Roman, a Polish teenager and recent immigrant, was barely keeping his head above water in his new country. Now he is in the worst trouble of his short life.
Roman’s mother, Rosa is at her employer’s side. Tobias was very good to her and she cannot believe her life has come to this point. Her son is a criminal and Tobias is fading fast.
There’s a lot going in this book with the back narrative of Tobias during the war years, the shared past of Cillian and Martha, the struggles of young Roman and the present day robbery aftermath. Any one of these plotlines could serve as separate novels. Being put together in one work however, the subplots all seemed combative and fighting for space. In particular, the historical narrative of Tobias has a different style to the more recent scenes set in Ireland; there was much here that could be drawn and sculpted into a solid standalone work.
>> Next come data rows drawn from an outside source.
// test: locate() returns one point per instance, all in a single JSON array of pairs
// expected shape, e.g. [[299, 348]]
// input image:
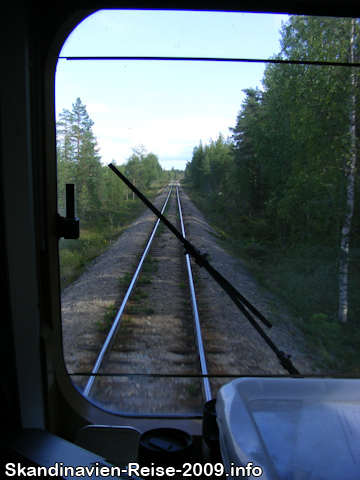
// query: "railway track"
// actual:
[[156, 354]]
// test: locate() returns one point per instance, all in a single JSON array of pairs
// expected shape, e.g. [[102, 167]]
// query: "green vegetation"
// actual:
[[104, 204], [281, 190]]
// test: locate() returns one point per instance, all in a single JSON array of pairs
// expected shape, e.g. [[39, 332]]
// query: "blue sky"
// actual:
[[166, 106]]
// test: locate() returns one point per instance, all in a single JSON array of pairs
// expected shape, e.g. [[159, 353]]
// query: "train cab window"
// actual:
[[243, 130]]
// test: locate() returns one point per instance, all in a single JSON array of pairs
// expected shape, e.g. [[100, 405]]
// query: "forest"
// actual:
[[103, 203], [283, 188]]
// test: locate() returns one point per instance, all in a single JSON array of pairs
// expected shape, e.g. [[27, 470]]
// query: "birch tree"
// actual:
[[345, 234]]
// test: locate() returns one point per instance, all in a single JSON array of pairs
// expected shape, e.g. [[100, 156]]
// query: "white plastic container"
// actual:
[[293, 429]]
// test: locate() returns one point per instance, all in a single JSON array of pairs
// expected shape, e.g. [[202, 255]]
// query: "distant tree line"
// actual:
[[78, 161], [290, 164]]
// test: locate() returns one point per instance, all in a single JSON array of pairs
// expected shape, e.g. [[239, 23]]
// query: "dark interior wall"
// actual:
[[31, 30]]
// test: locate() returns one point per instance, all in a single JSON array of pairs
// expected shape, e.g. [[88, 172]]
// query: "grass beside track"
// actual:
[[96, 234], [304, 278]]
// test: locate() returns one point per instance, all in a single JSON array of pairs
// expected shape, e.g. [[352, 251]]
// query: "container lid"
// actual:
[[291, 428]]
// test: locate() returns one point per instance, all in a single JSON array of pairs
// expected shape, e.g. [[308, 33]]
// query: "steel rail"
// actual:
[[198, 334], [116, 324]]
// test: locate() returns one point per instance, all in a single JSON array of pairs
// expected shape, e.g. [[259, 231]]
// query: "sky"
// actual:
[[166, 106]]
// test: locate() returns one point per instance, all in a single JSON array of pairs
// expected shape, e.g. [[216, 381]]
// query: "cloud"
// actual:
[[169, 138]]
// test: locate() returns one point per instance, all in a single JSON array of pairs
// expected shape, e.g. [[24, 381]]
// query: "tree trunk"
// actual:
[[345, 234]]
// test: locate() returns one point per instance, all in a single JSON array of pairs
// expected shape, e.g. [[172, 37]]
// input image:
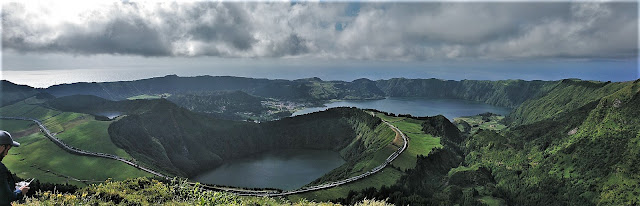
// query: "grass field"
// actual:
[[477, 122], [387, 177], [38, 157], [419, 144]]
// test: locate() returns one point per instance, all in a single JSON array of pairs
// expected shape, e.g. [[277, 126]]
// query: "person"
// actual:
[[7, 183]]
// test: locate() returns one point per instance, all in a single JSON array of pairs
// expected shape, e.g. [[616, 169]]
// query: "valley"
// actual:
[[543, 145]]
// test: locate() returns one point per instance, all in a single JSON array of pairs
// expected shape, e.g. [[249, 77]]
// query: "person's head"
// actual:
[[6, 142]]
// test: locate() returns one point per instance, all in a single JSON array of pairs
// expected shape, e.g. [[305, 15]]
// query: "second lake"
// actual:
[[416, 106]]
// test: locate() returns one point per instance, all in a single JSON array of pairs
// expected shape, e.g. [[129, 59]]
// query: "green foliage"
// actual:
[[585, 156], [565, 97], [221, 104], [507, 93], [185, 143], [12, 93], [471, 124], [144, 191]]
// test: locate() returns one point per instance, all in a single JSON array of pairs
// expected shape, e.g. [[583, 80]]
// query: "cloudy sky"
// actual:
[[440, 39]]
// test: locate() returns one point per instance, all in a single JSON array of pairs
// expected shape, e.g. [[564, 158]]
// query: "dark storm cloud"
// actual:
[[396, 31]]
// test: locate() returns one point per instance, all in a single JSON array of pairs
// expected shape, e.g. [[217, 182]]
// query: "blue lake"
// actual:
[[286, 169], [416, 106], [292, 169]]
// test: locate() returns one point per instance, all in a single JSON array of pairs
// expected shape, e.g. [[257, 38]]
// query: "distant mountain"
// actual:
[[578, 144], [186, 143], [507, 93], [12, 93]]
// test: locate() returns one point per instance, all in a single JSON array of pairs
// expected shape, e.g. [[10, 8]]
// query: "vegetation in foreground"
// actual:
[[145, 191]]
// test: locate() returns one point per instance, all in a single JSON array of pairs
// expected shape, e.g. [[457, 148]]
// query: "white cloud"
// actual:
[[393, 31]]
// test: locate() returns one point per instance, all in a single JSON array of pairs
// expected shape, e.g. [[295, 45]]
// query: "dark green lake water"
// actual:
[[292, 169], [417, 106], [287, 169]]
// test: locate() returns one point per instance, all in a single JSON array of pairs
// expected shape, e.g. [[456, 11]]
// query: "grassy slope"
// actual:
[[144, 191], [567, 96], [546, 163], [419, 144], [78, 130]]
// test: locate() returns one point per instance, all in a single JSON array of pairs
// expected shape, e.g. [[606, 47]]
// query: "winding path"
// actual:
[[241, 192]]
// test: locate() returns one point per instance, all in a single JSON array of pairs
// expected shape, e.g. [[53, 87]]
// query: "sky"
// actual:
[[331, 40]]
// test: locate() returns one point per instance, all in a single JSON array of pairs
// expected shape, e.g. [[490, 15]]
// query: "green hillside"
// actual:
[[39, 158], [422, 145], [186, 143], [12, 93], [506, 93], [585, 155], [565, 97], [144, 191]]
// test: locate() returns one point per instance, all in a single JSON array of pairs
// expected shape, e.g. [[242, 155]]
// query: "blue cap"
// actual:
[[5, 139]]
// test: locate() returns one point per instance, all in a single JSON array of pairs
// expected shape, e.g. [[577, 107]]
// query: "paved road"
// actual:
[[242, 192], [77, 151]]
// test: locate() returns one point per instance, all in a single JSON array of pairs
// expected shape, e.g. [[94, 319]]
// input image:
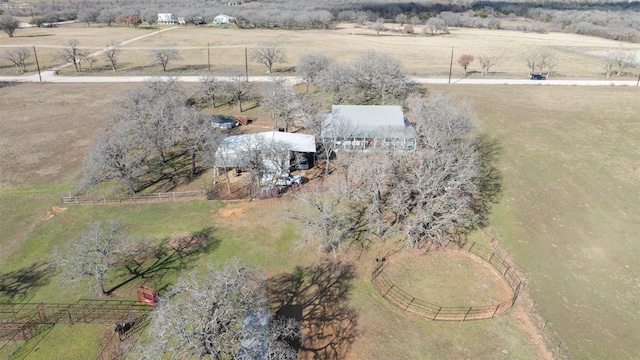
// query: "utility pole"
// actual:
[[37, 63], [451, 65], [246, 64]]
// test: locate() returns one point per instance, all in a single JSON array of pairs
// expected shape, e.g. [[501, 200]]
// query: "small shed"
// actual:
[[223, 19], [167, 18], [223, 122], [276, 147]]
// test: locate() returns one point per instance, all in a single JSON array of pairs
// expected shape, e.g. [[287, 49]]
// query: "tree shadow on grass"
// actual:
[[19, 284], [317, 296], [490, 185], [155, 261]]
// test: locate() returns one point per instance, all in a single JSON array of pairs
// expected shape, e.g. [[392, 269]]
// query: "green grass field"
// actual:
[[570, 163], [568, 215]]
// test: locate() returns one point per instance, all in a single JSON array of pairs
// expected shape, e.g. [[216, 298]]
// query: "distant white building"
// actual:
[[223, 19], [368, 127], [167, 18]]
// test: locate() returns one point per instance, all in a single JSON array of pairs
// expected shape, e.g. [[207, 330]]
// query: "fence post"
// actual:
[[437, 312], [494, 313], [557, 349], [505, 272], [467, 314], [409, 304], [385, 294]]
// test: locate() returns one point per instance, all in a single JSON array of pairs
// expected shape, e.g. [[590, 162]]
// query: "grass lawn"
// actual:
[[568, 215], [570, 167]]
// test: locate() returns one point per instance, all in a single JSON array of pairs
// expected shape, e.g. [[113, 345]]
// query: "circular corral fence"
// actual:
[[430, 311]]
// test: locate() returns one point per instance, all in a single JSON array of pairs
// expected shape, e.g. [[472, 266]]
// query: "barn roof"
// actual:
[[367, 121], [292, 141], [230, 152]]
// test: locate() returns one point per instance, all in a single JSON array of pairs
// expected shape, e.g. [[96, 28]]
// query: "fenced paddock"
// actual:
[[168, 196], [426, 310], [19, 322]]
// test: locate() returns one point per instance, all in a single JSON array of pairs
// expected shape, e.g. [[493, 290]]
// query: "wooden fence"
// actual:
[[18, 322], [430, 311], [170, 196]]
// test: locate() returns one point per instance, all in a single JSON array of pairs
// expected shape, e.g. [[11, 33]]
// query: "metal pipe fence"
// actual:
[[170, 196], [18, 322], [434, 312]]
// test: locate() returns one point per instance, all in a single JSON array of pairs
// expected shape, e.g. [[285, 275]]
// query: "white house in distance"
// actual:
[[368, 127], [167, 18], [223, 19]]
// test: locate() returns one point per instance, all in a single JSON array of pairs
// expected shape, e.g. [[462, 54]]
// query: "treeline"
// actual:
[[611, 20]]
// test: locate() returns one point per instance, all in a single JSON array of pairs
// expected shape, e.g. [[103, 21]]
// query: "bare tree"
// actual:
[[88, 15], [239, 89], [72, 54], [100, 248], [107, 16], [434, 189], [326, 219], [334, 130], [339, 80], [18, 57], [164, 55], [532, 58], [158, 115], [280, 100], [269, 55], [401, 19], [111, 53], [464, 60], [433, 25], [621, 59], [119, 153], [194, 131], [310, 66], [129, 20], [379, 26], [381, 78], [547, 60], [486, 63], [8, 24], [206, 316], [212, 87]]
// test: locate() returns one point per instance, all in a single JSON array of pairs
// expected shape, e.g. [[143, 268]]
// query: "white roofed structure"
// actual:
[[275, 147], [369, 127]]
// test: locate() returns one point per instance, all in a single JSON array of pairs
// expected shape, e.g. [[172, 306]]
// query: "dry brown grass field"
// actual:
[[578, 56]]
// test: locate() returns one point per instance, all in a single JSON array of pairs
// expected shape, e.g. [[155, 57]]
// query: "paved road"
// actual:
[[50, 76]]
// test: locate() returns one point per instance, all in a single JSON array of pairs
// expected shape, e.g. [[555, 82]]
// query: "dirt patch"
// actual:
[[183, 242], [55, 210], [232, 211]]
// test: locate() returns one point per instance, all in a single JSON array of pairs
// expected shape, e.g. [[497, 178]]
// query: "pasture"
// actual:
[[567, 215], [578, 56], [261, 232]]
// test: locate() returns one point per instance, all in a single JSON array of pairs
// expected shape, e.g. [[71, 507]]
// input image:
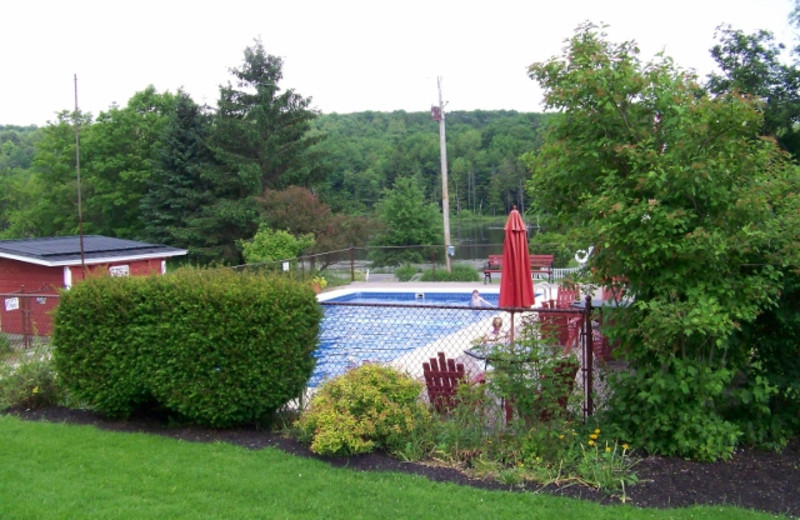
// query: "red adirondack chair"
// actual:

Author Ciara Geraghty has written a book filled with culturally diverse characters who have all come to be in the same part of Ireland at the same time. It feels a little “over stuffed” in its efforts to cover all identity bases. Despite the depth of their troubles it was also a little difficult finding someone to identify and care too much about in THIS IS NOW. The character of the police officer, Cillian, is perhaps the most realistically drawn. With his compassionate and accepting nature (really to his own detriment); he is also the most positive when the other players all have rather bleak outlooks.
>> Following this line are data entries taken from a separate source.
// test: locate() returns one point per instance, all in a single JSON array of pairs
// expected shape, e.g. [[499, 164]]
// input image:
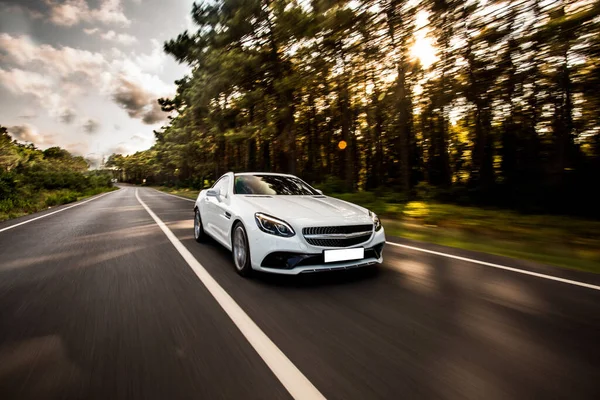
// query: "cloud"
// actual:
[[91, 126], [120, 148], [67, 116], [73, 12], [137, 138], [78, 148], [138, 103], [121, 38], [21, 51], [29, 133], [20, 9], [55, 76]]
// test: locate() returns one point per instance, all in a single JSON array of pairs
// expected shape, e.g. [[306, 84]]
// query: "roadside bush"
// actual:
[[332, 184], [7, 184]]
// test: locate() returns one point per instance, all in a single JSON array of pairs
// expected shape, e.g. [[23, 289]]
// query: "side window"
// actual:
[[223, 186]]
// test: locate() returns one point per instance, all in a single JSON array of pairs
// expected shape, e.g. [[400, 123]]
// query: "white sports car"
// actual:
[[278, 223]]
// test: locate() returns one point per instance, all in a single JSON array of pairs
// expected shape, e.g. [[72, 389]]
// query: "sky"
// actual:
[[85, 74]]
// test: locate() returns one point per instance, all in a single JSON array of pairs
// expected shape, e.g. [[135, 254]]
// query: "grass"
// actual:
[[43, 200], [561, 241], [556, 240]]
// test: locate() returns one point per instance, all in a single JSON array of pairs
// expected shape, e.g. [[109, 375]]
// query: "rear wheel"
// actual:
[[241, 251], [199, 234]]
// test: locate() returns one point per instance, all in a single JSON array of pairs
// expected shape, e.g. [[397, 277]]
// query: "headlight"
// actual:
[[376, 220], [272, 225]]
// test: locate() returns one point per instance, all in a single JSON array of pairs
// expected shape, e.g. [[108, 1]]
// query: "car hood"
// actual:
[[309, 209]]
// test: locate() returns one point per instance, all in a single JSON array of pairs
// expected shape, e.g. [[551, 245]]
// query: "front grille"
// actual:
[[337, 236]]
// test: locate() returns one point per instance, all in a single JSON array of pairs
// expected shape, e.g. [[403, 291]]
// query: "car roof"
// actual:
[[260, 173]]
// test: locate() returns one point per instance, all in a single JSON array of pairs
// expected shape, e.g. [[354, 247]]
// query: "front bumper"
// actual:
[[293, 256]]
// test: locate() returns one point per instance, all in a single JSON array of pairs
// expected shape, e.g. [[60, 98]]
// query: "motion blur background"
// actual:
[[454, 120]]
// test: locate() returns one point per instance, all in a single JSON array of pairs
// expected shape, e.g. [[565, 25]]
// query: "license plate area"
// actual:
[[344, 254]]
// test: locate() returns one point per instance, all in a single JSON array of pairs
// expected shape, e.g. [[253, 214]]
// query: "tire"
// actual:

Sometimes you can just feel like reading a drama novel where not everyone ends up in a happy place and the author includes in her novel just enough light comedy, mostly around Martha and her drinking, to lift the novel out of the gloom when it needs to see some light. There are some good take home messages from THIS IS NOW about rising above, pushing through adversity and finding an acceptable level of happiness that you can live with.